So…random though but has anyone noticed how much of a bitch alli is? I mean, she hangs out with clare and talks about how much she hates jenna. Then the next day, she's practically holding jenna's skirt while she pees. I mean, pick a side! I had a friend who did that once so maybe I just hate people like that but seriously?
Anyhoo…new chapter. I'm gonna work extra hard on this one so…here goes…
This school was the definition of cliché. We're talking quarterback is dating a blonde cheerleader and makes a touchdown-with-three-seconds-left-in-the-game cliché. The only thing that's missing is the rain falling while the two lovebirds share a long awaited kiss while sappy music plays in the background. Barf.
Seriously? Maybe I could be the kid that dies of cancer or something because I honestly don't know if I can handle this much cheese.
I sat in English class fixing my nails with a sharpie. Is sharpie poisonous? Maybe if I eat a sharpie I'll die. It's better than sitting here talking about letters. Please. The least Ms. Dawes could do is challenge me a little. It's too damn early to have to pay attention to this crap.
"Ms. Dawes, there must be some sort of mistake. I've never gotten a C. How did this happen?"
Little Clare sat behind me in this class. I ran over her glasses. I'm still expecting my 'thank you' note.
She was a sophomore taking grade 11 advanced English. Who does that? And she's upset over a C? Just get over it, honey.

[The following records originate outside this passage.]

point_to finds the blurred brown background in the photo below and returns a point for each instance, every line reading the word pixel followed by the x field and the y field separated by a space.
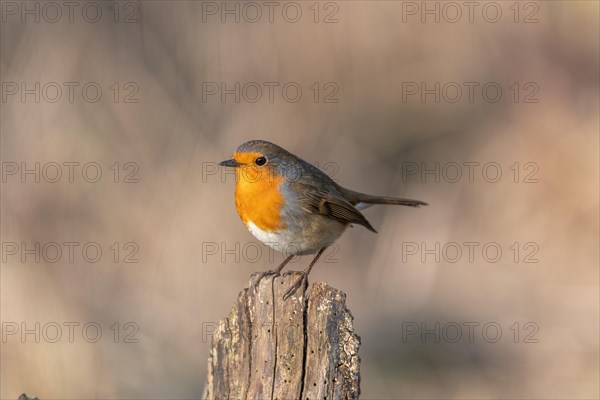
pixel 181 207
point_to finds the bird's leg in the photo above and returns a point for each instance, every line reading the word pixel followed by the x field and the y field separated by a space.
pixel 274 272
pixel 304 277
pixel 283 264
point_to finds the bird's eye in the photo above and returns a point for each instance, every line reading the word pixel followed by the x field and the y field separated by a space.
pixel 260 161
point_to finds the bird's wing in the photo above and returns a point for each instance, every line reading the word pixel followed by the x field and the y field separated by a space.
pixel 329 204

Ms. Dawes justified the low mark, "Well, your earlier assignments had been divine, but lately you're writing has become distant, impersonal."

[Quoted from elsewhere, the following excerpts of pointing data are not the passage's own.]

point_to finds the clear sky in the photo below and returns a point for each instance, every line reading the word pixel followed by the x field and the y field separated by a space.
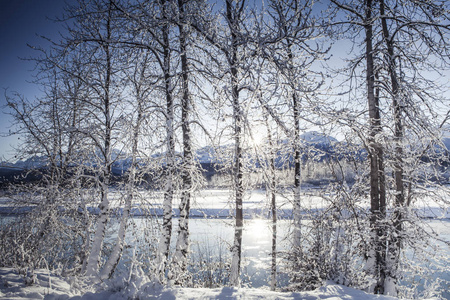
pixel 21 21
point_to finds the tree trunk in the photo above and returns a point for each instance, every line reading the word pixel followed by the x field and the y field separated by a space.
pixel 116 253
pixel 394 242
pixel 182 245
pixel 376 256
pixel 92 268
pixel 236 250
pixel 272 186
pixel 164 243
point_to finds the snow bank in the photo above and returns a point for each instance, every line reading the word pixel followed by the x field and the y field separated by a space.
pixel 13 286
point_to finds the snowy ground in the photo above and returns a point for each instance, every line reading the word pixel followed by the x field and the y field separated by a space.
pixel 12 286
pixel 217 203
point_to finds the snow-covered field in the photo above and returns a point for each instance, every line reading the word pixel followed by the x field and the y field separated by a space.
pixel 211 228
pixel 51 287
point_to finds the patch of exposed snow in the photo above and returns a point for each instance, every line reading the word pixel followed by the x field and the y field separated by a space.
pixel 12 286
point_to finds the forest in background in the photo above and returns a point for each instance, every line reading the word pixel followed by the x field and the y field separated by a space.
pixel 153 83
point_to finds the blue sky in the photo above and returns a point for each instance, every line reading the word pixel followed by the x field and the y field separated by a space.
pixel 21 21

Wonder what's got her so distracted? My running over her glasses and charming the socks of her probably got her all in a tizzy.
The class all made hushed comments about the grade grubbing and laughed a little. Truthfully, I could care less. I thought it would end there, but oh no, she opened her mouth again and tried to earn some points back.
"I used complex sentence structure and advance vocabulary."
I rolled my eyes. Wow. Just give it up. I was impressed though. Anyone else would have never even spoken up let alone argued this far with a teacher.
"Yes, but your assignment didn't tell me anything about who you are. What you want. You can't hide behind vampire fiction forever." Ms. Dawes explained, again.
Back up, vampire fiction?
"I'm not hiding," she mumbled, but the way she said it made it so obvious she was hiding.
"Then prove it, to your writing partner," Ms. Dawes said, ending the discussion.
I felt stares burning holes in my head. I looked up to see Ms. Dawes looking expectantly at me. Oh god...
"Me?" I asked, unbelievingly. What a pair: the goth and the christain. It sounds like one of those 'a priest, a rabi, and a duck walk into a bar' jokes. I heard Clare shift around in her seat. This is what I was talking about before about minding my own business. Did I ask to be Clare's partner? No! I wasn't even looking at either Ms. Dawes or Clare. It's probably because I wear so much damn black. I stood out and Teach used me to get out of her argument. Great.
"Yeah, you," She sounded so fucking happy about the pairing, "You write well but you're a little wordy." Excuse me? "You and Clare will be editing each other's work this semester."
"Great," said the sad little voice behind me. Yup. She was stoked. "That'll be fun" Don't act as if you don't love it, Clarey. I guess it wouldn't be so bad. If she doesn't already think I'm a freak for running over her glasses. After I left she probably realized how pissed she was. But no death threats in my locker yet so maybe I'm in the clear.
"We may have a very special partnership on our hands people," Ms. Dawes gasped like she had witnessed the apocalypse, "like Sylvia Plath and Ted Hughes"
Those two were married. So I guess I just married Clare. Hmm this might actually be fun.
"Sylvia Plath killed herself," Well, shit I guess I was the only one who thought way. And people say I obsessed over death. Don't worry Clarey, you'll grow to love me.
We walked to the door almost next to each other, but at the last minute I pushed ahead and brushed passed her, just to mess with her a bit. I looked back and saw her mouth gape open and give a little scoff of shock. I smirked in her direction, shook my head and walked passed her.
Oh yeah, this was going to be fun.
I think the reason I'm so disappointed after every chapter is because I can't stand the dialoged. It doesn't leave much room for my imagination to grow. So I think after this I'll write my own little eclare thingy.
Also the "clarey" thing wasn't a typo. The whole "blue eyes" and "clare bear" nicknames make me vomit. So I invented my own. And really, we've all seen the show. There is no way in hell Eli would call clare either of those nicknames.